The Section 8 program offers less stability for its recipients than did public housing. Under public housing, residents were expected to pay 30 percent of their income toward rent. If they lost their jobs, they would not be forced out of their apartments. Under Section 8, however, those unable to pay their share of the rent routinely face eviction and ejection from the program altogether. Those unable to stay with friends or family can quickly find themselves on the streets.
Homelessness skyrocketed in the years directly following the hurricane. In 2007, the city’s homeless population peaked at 11,619 individuals. The homeless population has since declined to its current level of 1,073, roughly on par with its pre-Katrina level.

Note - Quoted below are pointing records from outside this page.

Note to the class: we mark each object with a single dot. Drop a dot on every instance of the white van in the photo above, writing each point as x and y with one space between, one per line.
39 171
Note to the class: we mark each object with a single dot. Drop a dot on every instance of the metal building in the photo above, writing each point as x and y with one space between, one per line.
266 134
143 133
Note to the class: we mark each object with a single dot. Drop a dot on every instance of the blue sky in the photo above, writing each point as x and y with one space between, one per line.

However, the official rate of homelessness is a very conservative estimate, measuring only street homelessness. The problem of so-called “homeless in their own homes,” or residents who live without electricity, running water or other basic utilities, continues unabated. Many returning residents, unable to afford repairs due to lack of income and an inability to obtain rebuilding grants, are forced to live as squatters in their own homes.
The homelessness estimate likewise does not factor in those living on the edge of destitution. Roughly 12 percent of New Orleans residents under the poverty line face homelessness each year.
The current administration of Mayor Mitch Landrieu recently boasted of “ending” military veteran homelessness in the city of New Orleans. His initiative received enormous press and evoked praise from President Obama during the latter’s visit to commemorate the 10th anniversary of the hurricane.
The mayor’s claims, however, are patently false. A reporting team from the World Socialist Web Site spoke with Michael Terrell, a homeless veteran, shortly after the mayor’s announcement. “No, they ain’t solved it,” he said. “Have you seen over there, by the library? People still sleep over there. I figured they’d get people off the streets. They said they’d get vets off the streets. I’m a vet!”